Ich frage hier mal ganz unbedarft: Warum wird unter Bildern von Menschen in der Zeitung das Alter mit drunter geschrieben?

Ich sehe ein Foto von dem Leiter des Gesundheitsamtes Berlin-Neukölln. Darunter ein Name und eine Zahl.

Ich schaue das Bild an und empfinde die Zahl und den Ausdruck des Mannes als erstaunlich stimmig. Gleichzeitig frage ich mich, warum mir diese Zahl von 47 Jahren so passend zu dem Gesicht und der körperlichen Statur vorkommt. 

Der Mann wirkt nicht mehr jung und gleichzeitig nicht alt. Seine Haltung ist aufrecht und dennoch nicht zu gerade. Er wirkt entspannt, sein Blick geht offen und doch gewappnet in die Kamera.

Was würde dieses Bild ohne die Angabe des Alters bedeuten?
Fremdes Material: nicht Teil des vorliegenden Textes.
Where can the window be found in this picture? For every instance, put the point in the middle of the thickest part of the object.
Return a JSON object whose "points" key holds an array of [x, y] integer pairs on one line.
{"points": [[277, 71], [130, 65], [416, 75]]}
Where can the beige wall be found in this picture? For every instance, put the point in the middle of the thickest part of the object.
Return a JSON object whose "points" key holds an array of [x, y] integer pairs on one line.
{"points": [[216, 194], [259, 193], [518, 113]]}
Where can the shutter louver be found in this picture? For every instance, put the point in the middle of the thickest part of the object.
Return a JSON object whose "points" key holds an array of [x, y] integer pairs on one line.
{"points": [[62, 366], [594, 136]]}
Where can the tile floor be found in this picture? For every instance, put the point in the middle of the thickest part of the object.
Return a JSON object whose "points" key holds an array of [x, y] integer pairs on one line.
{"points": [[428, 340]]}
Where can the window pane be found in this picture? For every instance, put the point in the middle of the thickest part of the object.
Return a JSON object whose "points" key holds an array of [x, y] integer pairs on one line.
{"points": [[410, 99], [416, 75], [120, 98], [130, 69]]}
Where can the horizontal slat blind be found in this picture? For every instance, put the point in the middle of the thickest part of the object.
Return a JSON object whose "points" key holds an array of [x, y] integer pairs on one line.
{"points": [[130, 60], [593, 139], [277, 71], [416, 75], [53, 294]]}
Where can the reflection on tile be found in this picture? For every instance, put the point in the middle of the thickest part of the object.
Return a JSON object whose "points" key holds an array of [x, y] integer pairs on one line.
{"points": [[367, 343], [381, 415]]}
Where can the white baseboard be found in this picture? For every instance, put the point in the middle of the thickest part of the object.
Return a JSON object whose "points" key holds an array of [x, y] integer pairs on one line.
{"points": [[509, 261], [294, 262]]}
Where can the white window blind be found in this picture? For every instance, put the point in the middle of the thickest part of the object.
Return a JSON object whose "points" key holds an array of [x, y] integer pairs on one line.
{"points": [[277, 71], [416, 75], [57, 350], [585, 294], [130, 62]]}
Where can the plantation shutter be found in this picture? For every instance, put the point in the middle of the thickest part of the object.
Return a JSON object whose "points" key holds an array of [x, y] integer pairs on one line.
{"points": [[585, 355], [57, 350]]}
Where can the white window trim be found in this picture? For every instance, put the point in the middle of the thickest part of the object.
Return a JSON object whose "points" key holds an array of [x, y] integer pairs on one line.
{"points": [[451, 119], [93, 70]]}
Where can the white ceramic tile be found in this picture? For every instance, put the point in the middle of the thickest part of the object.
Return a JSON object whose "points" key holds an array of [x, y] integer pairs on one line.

Ich würde spontan behaupten: nicht mehr und nicht weniger. 

Bei Politiker*innen wird doch auch nicht unter jede Abbildung permanent das Alter gesetzt. Oder weiß jemand aktuell aus dem Kopf wie viel Lenze die Bundeskanzlerin zählt?

Unabhängig vom journalistischen Kontext – den ich noch werde googeln müssen – was erzeugt die Angabe des Alters beim Rezipienten*in? 

Wenn ich auf das Bild schaue, dann erscheint mir dort ein Mann in seinem besten Alter (aber was heißt das schon wieder…?). 

Allein die Zahl weist auf die gute Mitte einer durchschnittlichen lokalen Lebensdauer hin. Er scheint Erfahrungen gesammelt zu haben, auf denen er ein Fundament für sein berufliches Agieren aufbauen kann – ohne dennoch altersweise zu wirken und bereits alles gesehen zu haben. Ein fluides Auf- und Abgeben von Informationen wird durch ihn im Fließgleichgewicht laufen können. Und es ist bestimmt nicht unangenehm, mit ihm zusammen zu arbeiten.

Nun könnte man sein Alter noch mit einer weiteren vorhandenen Information verknüpfen – mit der Örtlichkeit – in diesem Fall mit Berlin-Neukölln. 

Berlin bietet historisch gesehen Grund und Boden für eher unkonventionelle Lebensläufe, nicht nur durch die jahrzehntelange Teilung in Ost und West und die Erfahrungen als Spielball der Weltmächte. Berlin erzeugt nach wie vor einen Sog für Wanderungen von Menschen von nah wie fern mit teilweise aufgebrochenen Lebenswegen.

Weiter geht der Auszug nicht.